Video Annotator (VA)

In this section, we describe VA’s three-step process for building video classifiers.

Step 1 — search

Users begin by finding an initial set of examples within a large, diverse corpus to bootstrap the annotation process. We leverage text-to-video search to enable this, powered by video and text encoders from a Vision-Language Model to extract embeddings. For example, an annotator working on the establishing shots model may start the process by searching for “wide shots of buildings”, illustrated in Fig 3.

Fig 3- Step 1 — Text-to-video search to bootstrap the annotation process.

Step 2 — active learning

The next stage involves a classic Active Learning loop. VA then builds a lightweight binary classifier over the video embeddings, which is subsequently used to score all clips in the corpus, and presents some examples within feeds for further annotation and refinement, as illustrated in Fig 4.

Fig 4- Step 2 — Active Learning loop. The annotator clicks on build, which initiates classifier training and scoring of all clips in a video corpus. Scored clips are organized in four feeds.

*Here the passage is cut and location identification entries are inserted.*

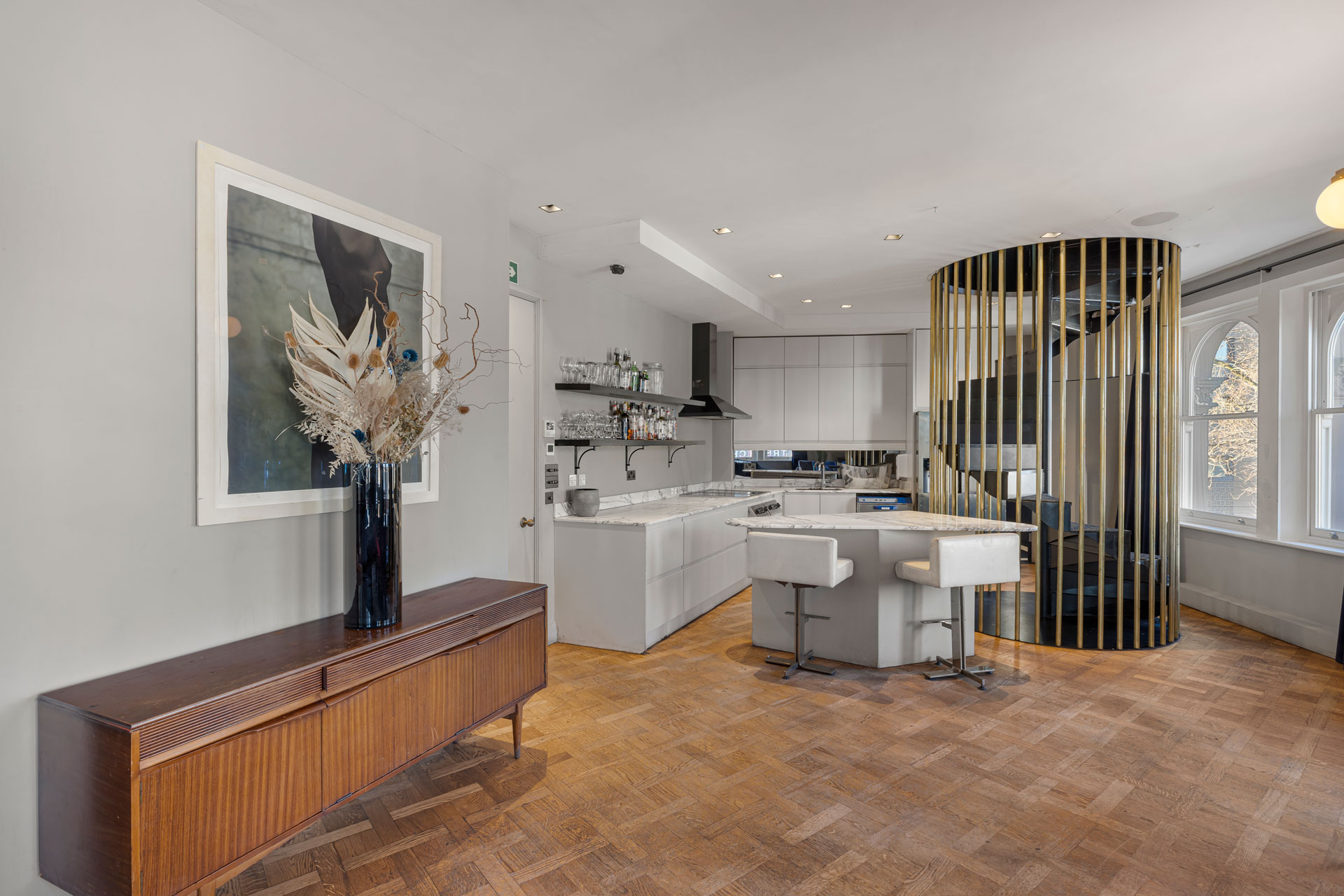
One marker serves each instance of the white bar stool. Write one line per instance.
(956, 562)
(804, 562)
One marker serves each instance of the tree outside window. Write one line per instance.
(1222, 426)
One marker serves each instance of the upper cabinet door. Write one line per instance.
(835, 407)
(765, 351)
(760, 393)
(890, 348)
(800, 351)
(881, 405)
(920, 370)
(800, 405)
(836, 351)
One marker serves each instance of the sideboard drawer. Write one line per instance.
(507, 665)
(370, 664)
(206, 809)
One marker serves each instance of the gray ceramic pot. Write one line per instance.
(585, 501)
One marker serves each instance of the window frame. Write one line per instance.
(1196, 344)
(1326, 330)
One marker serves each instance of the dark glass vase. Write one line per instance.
(378, 546)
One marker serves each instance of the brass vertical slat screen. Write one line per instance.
(1054, 390)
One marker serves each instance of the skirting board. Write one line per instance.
(1285, 626)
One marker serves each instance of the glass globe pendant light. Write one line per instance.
(1329, 204)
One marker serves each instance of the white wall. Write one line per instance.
(585, 318)
(1270, 578)
(102, 567)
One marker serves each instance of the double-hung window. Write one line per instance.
(1219, 422)
(1328, 414)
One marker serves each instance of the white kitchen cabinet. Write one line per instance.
(800, 405)
(881, 403)
(760, 393)
(800, 351)
(802, 503)
(888, 348)
(920, 370)
(835, 351)
(828, 391)
(838, 503)
(663, 548)
(764, 351)
(835, 403)
(664, 601)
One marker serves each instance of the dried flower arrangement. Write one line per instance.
(371, 400)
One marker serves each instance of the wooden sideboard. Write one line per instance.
(174, 777)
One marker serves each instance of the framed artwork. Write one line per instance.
(264, 242)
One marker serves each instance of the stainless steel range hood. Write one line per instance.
(705, 378)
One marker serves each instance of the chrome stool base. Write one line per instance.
(802, 656)
(956, 666)
(793, 665)
(953, 671)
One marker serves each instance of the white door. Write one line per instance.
(522, 441)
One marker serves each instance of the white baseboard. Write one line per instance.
(1285, 626)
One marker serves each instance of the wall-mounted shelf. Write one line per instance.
(592, 445)
(628, 396)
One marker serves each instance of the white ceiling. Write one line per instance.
(812, 130)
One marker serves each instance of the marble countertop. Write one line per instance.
(901, 520)
(662, 510)
(802, 485)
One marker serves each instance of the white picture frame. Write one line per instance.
(217, 171)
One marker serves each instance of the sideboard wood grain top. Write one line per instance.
(169, 778)
(137, 696)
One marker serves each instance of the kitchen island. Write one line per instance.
(875, 617)
(650, 564)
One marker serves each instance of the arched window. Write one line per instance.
(1328, 415)
(1221, 425)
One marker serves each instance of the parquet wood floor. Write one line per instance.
(1212, 766)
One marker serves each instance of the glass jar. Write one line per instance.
(656, 379)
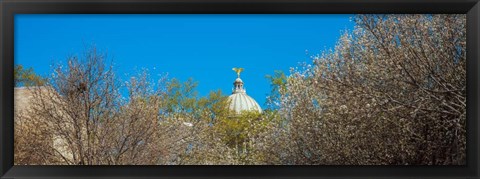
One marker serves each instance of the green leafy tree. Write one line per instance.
(26, 77)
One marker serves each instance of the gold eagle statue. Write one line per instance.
(238, 71)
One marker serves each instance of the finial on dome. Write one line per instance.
(238, 70)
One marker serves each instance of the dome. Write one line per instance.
(239, 100)
(242, 102)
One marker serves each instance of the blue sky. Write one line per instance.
(203, 47)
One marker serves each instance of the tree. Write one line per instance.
(391, 92)
(26, 77)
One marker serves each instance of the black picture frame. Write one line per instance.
(9, 8)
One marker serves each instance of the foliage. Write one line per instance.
(26, 77)
(392, 91)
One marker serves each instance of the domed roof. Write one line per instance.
(239, 100)
(242, 102)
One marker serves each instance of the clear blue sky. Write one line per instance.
(204, 47)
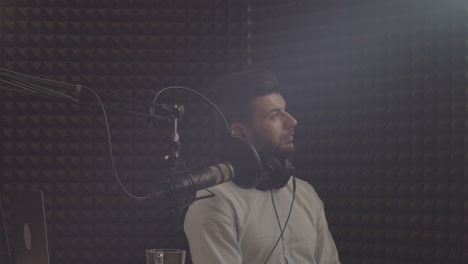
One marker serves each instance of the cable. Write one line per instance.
(287, 219)
(193, 91)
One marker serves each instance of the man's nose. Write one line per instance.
(290, 121)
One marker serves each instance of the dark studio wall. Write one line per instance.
(130, 49)
(379, 90)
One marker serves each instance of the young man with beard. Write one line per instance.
(283, 224)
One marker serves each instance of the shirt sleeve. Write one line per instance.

The top-scoring positive and negative feeds display examples with the highest and lowest scores respectively. Our users reported that this provided a valuable indication as to whether the classifier has picked up the correct concepts in the early stages of training and spot cases of bias in the training data that they were able to subsequently fix. We also include a feed of “borderline” examples that the model is not confident about. This feed helps with discovering interesting edge cases and inspires the need for labeling additional concepts. Finally, the random feed consists of randomly selected clips and helps to annotate diverse examples which is important for generalization.

The annotator can label additional clips in any of the feeds and build a new classifier and repeat as many times as desired.

Step 3 — review

The last step simply presents the user with all annotated clips. It’s a good opportunity to spot annotation mistakes and to identify ideas and concepts for further annotation via search in step 1. From this step, users often go back to step 1 or step 2 to refine their annotations.

Experiments

To evaluate VA, we asked three video experts to annotate a diverse set of 56 labels across a video corpus of 500k shots. We compared VA to the performance of a few baseline methods, and observed that VA leads to the creation of higher quality video classifiers. Fig 5 compares VA’s performance to baselines as a function of the number of annotated clips.

Fig 5- Model quality (i.e. Average Precision) as a function of the number of annotated clips for the “establishing shots” label. We observe that all methods outperform the baseline, and that all methods benefit from additional annotated data, albeit to varying degrees.

You can find more details about VA and our experiments in this paper.

Conclusion

We presented Video Annotator (VA), an interactive framework that addresses many challenges associated with conventional techniques for training machine learning classifiers. VA leverages the zero-shot capabilities of large vision-language models and active learning techniques to enhance sample efficiency and reduce costs. It offers a unique approach to annotating, managing, and iterating on video classification datasets, emphasizing the direct involvement of domain experts in a human-in-the-loop system. By enabling these users to rapidly make informed decisions on hard samples during the annotation process, VA increases the system’s overall efficiency. Moreover, it allows for a continuous annotation process, allowing users to swiftly deploy models, monitor their quality in production, and rapidly fix any edge cases.

This self-service architecture empowers domain experts to make improvements without the active involvement of data scientists or third-party annotators, and fosters a sense of ownership, thereby building trust in the system.

We conducted experiments to study the performance of VA, and found that it yields a median 8.3 point improvement in Average Precision relative to the most competitive baseline across a wide-ranging assortment of video understanding tasks. We release a dataset with 153k labels across 56 video understanding tasks annotated by three professional video editors using VA, and also release code to replicate our experiments.